A year later, a video of the encounter was posted on Reddit, the link sharing site. It and the video went viral. Ben was astounded at the delayed notoriety.
"When the video went viral, [the fight] was long forgotten. All of a sudden, this video pops up, everyone’s calling me, everyone’s texting me, everyone’s tagging me on Facebook, my phone is just blowing up,” said Nguyen.
Nguyen did an Q&A session on Reddit, which also went viral.
The MMA promotion behemoth UFC signed Nguyen in April, the product of hard work, a working visa, and an impressive seven win streak — the viral hullaballoo was icing on the cake.
"I think the viral video did kind of push for me, just gave me a little bit of an edge,” said Nguyen.

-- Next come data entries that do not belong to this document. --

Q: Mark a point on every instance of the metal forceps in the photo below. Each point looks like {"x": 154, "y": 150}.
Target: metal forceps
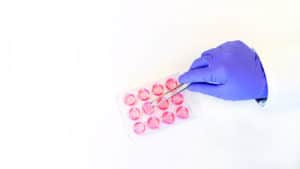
{"x": 173, "y": 92}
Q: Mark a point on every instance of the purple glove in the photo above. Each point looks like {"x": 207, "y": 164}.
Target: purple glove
{"x": 232, "y": 71}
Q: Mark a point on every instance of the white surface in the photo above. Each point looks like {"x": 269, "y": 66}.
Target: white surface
{"x": 63, "y": 62}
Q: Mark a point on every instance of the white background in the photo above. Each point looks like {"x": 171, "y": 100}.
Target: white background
{"x": 62, "y": 63}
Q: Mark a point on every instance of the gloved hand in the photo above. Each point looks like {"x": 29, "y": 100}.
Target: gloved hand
{"x": 231, "y": 71}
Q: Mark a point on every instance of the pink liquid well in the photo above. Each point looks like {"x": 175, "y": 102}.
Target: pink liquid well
{"x": 177, "y": 99}
{"x": 157, "y": 89}
{"x": 134, "y": 113}
{"x": 130, "y": 99}
{"x": 162, "y": 103}
{"x": 143, "y": 94}
{"x": 168, "y": 117}
{"x": 148, "y": 108}
{"x": 182, "y": 112}
{"x": 139, "y": 128}
{"x": 171, "y": 83}
{"x": 153, "y": 122}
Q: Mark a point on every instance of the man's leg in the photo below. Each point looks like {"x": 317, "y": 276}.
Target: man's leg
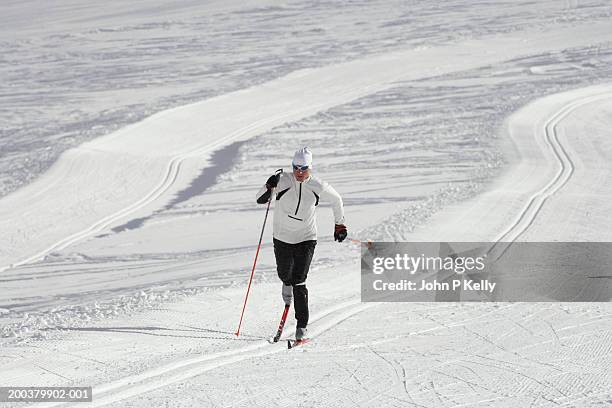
{"x": 303, "y": 254}
{"x": 283, "y": 253}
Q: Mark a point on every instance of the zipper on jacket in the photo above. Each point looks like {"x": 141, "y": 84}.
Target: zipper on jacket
{"x": 299, "y": 200}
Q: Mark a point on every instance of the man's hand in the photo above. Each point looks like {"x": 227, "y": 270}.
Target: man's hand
{"x": 340, "y": 232}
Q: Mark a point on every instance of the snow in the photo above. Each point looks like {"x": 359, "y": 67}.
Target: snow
{"x": 126, "y": 247}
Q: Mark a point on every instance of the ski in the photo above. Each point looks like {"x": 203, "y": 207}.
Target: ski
{"x": 279, "y": 332}
{"x": 295, "y": 343}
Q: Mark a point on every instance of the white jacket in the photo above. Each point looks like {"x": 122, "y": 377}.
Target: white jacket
{"x": 295, "y": 204}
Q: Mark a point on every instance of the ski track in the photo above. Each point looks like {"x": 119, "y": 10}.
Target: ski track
{"x": 566, "y": 168}
{"x": 172, "y": 171}
{"x": 326, "y": 320}
{"x": 182, "y": 370}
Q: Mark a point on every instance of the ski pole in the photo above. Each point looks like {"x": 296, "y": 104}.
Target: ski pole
{"x": 246, "y": 297}
{"x": 279, "y": 332}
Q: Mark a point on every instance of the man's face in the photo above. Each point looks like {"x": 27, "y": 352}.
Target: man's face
{"x": 301, "y": 173}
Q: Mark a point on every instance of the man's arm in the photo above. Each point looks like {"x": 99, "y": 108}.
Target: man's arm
{"x": 328, "y": 193}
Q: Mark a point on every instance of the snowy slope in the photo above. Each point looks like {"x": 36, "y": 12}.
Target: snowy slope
{"x": 143, "y": 269}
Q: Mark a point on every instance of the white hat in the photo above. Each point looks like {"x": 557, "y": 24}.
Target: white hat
{"x": 303, "y": 157}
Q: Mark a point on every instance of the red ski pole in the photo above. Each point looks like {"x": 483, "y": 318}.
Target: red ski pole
{"x": 246, "y": 297}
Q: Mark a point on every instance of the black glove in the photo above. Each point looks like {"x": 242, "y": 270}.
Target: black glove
{"x": 273, "y": 181}
{"x": 340, "y": 232}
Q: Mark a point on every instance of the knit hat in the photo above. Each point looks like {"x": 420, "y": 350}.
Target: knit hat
{"x": 303, "y": 157}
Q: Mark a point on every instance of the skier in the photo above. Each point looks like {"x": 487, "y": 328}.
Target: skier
{"x": 295, "y": 230}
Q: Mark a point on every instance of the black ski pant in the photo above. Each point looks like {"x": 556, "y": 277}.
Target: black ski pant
{"x": 292, "y": 265}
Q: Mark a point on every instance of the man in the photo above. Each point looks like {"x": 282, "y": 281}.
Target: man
{"x": 295, "y": 230}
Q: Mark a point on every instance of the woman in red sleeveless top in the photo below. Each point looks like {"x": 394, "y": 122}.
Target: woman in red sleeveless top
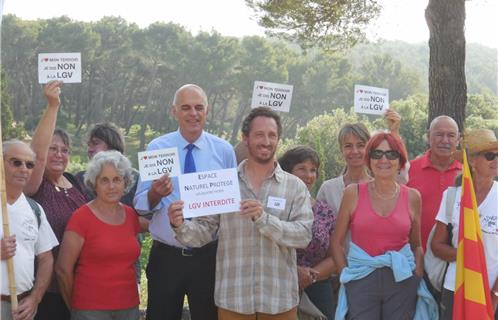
{"x": 383, "y": 216}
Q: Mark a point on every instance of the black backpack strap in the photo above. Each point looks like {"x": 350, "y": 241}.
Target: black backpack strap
{"x": 36, "y": 210}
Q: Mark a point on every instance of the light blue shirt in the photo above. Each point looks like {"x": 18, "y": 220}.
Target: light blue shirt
{"x": 210, "y": 153}
{"x": 402, "y": 263}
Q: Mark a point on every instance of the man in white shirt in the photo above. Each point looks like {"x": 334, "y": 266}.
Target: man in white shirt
{"x": 31, "y": 237}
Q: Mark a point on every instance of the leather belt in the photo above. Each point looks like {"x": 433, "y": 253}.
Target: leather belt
{"x": 19, "y": 296}
{"x": 185, "y": 252}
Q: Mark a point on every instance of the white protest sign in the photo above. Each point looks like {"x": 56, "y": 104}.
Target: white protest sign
{"x": 370, "y": 100}
{"x": 154, "y": 164}
{"x": 65, "y": 67}
{"x": 276, "y": 96}
{"x": 209, "y": 192}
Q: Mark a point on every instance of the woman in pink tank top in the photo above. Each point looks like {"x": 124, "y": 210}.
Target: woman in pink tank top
{"x": 382, "y": 216}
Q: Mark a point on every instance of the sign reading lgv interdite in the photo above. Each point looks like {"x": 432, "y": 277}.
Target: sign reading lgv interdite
{"x": 65, "y": 67}
{"x": 276, "y": 96}
{"x": 370, "y": 100}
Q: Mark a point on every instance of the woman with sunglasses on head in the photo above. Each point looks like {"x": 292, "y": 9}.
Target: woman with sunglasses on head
{"x": 315, "y": 263}
{"x": 57, "y": 191}
{"x": 353, "y": 138}
{"x": 384, "y": 220}
{"x": 482, "y": 154}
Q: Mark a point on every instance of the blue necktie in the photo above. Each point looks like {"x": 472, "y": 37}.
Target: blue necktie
{"x": 189, "y": 160}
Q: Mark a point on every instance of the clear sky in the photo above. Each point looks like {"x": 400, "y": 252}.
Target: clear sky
{"x": 400, "y": 19}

Nguyen won his first UFC match in the first round against Alp Ozkilic. After, Nguyen received a special call from a long-time detractor: his own mother.
"She called me, she was so happy. She was like, ‘Ben, we’re so proud of you’”, Nguyen recalled. "It was probably one of the best feelings getting that approval form my parents finally, after all these years."
Nguyen is now taking on a new challenge: he and his fiancee plan to marry this year.